Abant uzlaşma toplantılarına değinen Pamak, Müslüman aydınların önce bu toplantılarda liberal ve sol kesimin yazar ve aydınlarıyla uyumlu bir İslam formu üretip sisteme laik ve demokrat olduklarına ikna etmek ve uzlaşma zeminleri oluşturmak üzere harekete geçtiklerini belirtti. Bu durumun dinler arası diyalogla küresel müttefik arayışına kaydığını belirten konuşmacı, dış destekleri memnun etmek için de hak ve özgürlüklerinin savunuculuğunun liberallere ihale edildiğini vurguladı.
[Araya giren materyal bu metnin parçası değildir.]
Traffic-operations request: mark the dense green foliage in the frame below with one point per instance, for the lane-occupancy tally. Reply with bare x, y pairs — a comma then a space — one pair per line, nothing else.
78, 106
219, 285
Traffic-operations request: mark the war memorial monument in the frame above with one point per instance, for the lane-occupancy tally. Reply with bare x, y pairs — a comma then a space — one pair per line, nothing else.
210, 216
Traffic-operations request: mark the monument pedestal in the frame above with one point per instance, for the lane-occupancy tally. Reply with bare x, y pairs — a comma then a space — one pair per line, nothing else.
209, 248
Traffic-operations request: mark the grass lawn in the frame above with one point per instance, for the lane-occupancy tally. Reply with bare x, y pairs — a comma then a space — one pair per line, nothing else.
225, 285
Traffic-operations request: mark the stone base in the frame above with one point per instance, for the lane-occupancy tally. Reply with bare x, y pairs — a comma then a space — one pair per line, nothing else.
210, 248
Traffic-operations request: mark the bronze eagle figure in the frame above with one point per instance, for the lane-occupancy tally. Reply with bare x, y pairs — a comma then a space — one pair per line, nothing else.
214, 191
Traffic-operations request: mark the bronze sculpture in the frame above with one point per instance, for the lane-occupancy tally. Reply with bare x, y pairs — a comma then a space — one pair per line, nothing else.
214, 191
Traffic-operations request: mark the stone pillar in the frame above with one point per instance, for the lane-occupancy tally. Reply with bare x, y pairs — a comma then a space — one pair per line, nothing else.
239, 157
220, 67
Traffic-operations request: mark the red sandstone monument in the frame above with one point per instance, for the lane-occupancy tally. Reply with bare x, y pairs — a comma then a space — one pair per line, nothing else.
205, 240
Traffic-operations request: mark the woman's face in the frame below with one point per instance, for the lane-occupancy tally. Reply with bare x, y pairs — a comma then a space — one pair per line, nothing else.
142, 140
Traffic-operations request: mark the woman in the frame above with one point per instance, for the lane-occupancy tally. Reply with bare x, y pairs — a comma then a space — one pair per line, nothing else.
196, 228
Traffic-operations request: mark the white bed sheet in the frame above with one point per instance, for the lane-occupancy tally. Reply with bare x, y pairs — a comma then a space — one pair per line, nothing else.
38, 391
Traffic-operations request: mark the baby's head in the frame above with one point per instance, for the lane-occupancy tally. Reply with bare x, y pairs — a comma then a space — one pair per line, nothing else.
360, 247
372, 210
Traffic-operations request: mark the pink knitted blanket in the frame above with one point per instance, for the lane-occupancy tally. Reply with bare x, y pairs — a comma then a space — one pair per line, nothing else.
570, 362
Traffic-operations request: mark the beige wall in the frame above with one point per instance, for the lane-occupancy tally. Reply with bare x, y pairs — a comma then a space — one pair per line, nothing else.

Pamak, tevhidi uyanış öbeklerinde yaşanan liberalleşme serüvenlerini RP'nin yerel yönetimlerindeki işbirlikleriyle, 28 Şubat Darbe Süreci'nin savrulmalara ivme kazandırması ve AKP iktidarıyla zirveye çıkan sekülerleşmein yaygınlaşması bağlamında açıkladı. Ve bütün bu sebeplerle bu sürecin yaşanmasını liberalizmin İslami kesimde sempati toplamasına ve olumlu karşılanmasına neden olduğunu, bunun da zora dayalı modernleştirme projesi yerine gönüllü sekülerleşme sürecine geçiş olduğunu söyledi.

Panelin ikinci turunda söz alan Yılmaz Çakır kültürel anlamda ortaya çıkan savrulmalara değinerek, liberalimin argümanlarından olan bireyciliğin hayatımızda birçok alanda kendini nasıl gösterdiği üzerine örnekler verip soruları cevaplandırdı.

Son olarak sözü alan Mehmet Pamak bugüne kadar olan savrulmalarda en tehlikeli ve çözücü olan süreci yaşadığımızı, liberal aydınların Müslüman mahallesinin kanaat önderleri yapılıp bizim adımıza haklarımızı savunmaya başlatıldıklarını, onların da tevhidi çizgide olanların karşısına ılımlıları koyup radikalleri bu şekilde çözen raporlar hazırladıklarını belirtti. Pamak'ın dinleyicilerin sorularını yanıtlamasının ardından panel son buldu.